In winter, our favorite spot is by the fireplace, a tiny wood stove that brings warmth and coziness to our home. But in summer, we spend more time on the rooftop deck, with a drink and the sunset!
What helpful advice would you give to others interested in going tiny? Take your time to find what works for you. Try to downsize for a weekend, and see how you feel about it. Get inspired by others, and find your own path and your own lifestyle. Trust yourself. There are no rules!
For those who are planning to build their tiny home: enjoy the process! Don’t rush through it, don’t overlook some boring job, take your time, ask questions, do enough research. You will never regret having spent too much time on insulation, plumbing or electrical, but the opposite is very true!
Take care of yourself and the people helping you in that process, spend some time away from the build once in a while. Take pictures to remember, and celebrate the small victories!
Feel free to contact us if you have questions about the build, lifestyle, or just to exchange with us.
What’s been the hardest thing about quarantine in a tiny home? We are way more dependent on city conveniences than it seems. For example, we shower at the gym, use wifi in cafes to work and connect with our friends and family back in France. The access to those simple conveniences is now gone. Trying to manage a stock of food to limit the trips is also challenging, as we have a tiny fridge and no extra space. We don’t have access to drinkable water, so the empty shelves in the stores give us some trouble.

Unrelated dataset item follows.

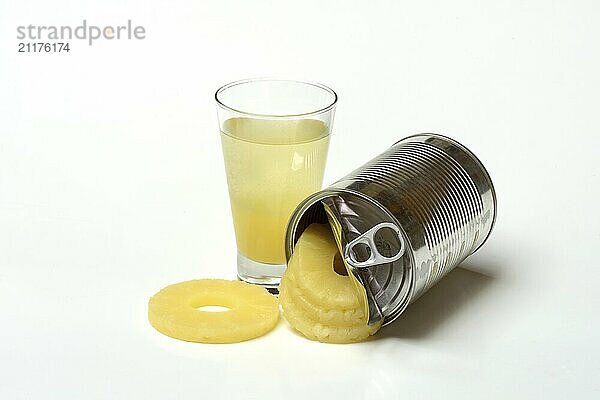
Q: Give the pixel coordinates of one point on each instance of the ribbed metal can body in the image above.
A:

What have you been doing to stay sane? We are lucky enough to be surrounded by nature. We go for walks, and try to embrace the new slow pace. We are also taking the time to set up a woodshop, and think about ways of creating our own jobs. It doesn’t always work, so we are open to suggestions!
What adjustments have you had to make to make your tiny house quarantine-friendly? This is a tough one! Our ‘new’ bus life is more time consuming and challenging than ever. Not much we can do about it, except embracing the situation. We are working on a better system for our outdoor shower though (first step: installing a curtain for more privacy… mostly from the deer in the field).
How does a tiny home make social distancing either more difficult or perhaps easier? When I read about other people’s experiences during their confinement, I realize that we have one advantage: we are used to being together all the time and not having any private space. So having to stay home and sharing everything with your spouse seems normal for us.
The difficult part: a tiny house is not built to stay in all day long, but to connect with others and be outside. We are in Canada, so the weather is not too friendly for now (still snowing last night). Also for two people in 11 square meters you have to be good at recovering from arguments!
What new things has quarantine in a tiny house let you do? I don’t think that it is specific to living in a tiny house, but being confined helped us re-evaluating our needs and focusing on what matters the most. We also found an unexpected great comfort from the skoolie and tiny house communities. This is the magical aspect of that pandemic: realizing we are all in this together, and seeing everyday help and support flowing. Let’s remember we are the fortunate ones, to be bored in our own house.